Di Padre Giuseppe Tagliareni

Satana è l’avversario, il nemico di Dio e dell’umanità. Egli nella sua sconfinata superbia, sfida Dio e vuole prendere il Suo posto, sottomettendo a sé tutte le creature. Egli vuol farsi un regno, alternativo a quello di Cristo, l’Uomo-Dio. Col suo rifiuto di adorazione del Verbo incarnato (cfr. Eb 1,6), si è fatto antagonista di Gesù, trascinando nella sua ribellione molti angeli e la prima coppia di uomini Adamo ed Eva, con tutta la loro discendenza. Anche la terra e il cosmo sono stati sottoposti alla vanità e alla corruzione (cfr. Rom 8,19-21; 1 Gv 5,19). Lo scopo ultimo di Satana è umiliare Dio, sottraendogli tutte le Sue creature.
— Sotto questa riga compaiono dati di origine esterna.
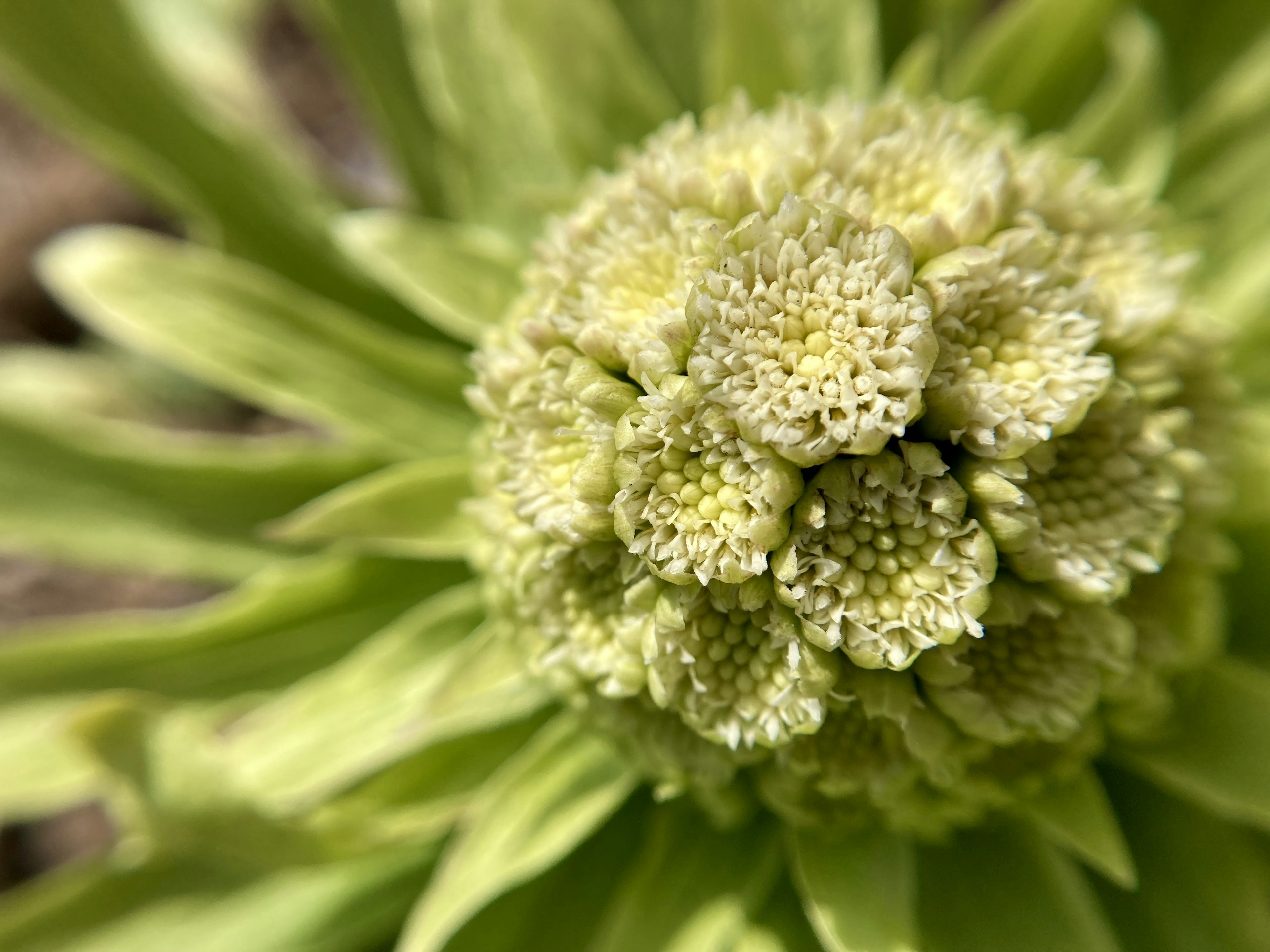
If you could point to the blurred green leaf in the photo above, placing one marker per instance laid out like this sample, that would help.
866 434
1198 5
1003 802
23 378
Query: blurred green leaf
44 770
859 889
261 338
559 909
1203 885
460 278
1235 106
483 95
1037 58
95 70
408 511
369 39
420 682
1131 102
1004 889
422 796
1217 753
670 32
1078 817
689 870
600 89
342 907
746 45
535 812
122 496
280 625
Come si desume dalla rivelazione divina, il piano satanico per rovinare l’uomo e la società è molto articolato e pur semplice nella sua diabolica astuzia. Possiamo fissarne alcuni punti, per quanto ci è dato comprendere, pur sapendo che si tratta di un campo difficile e per molti versi nascosto. Il gran seduttore ama le tenebre. Ma Dio tutto vede. Diamo qualche breve ragguaglio.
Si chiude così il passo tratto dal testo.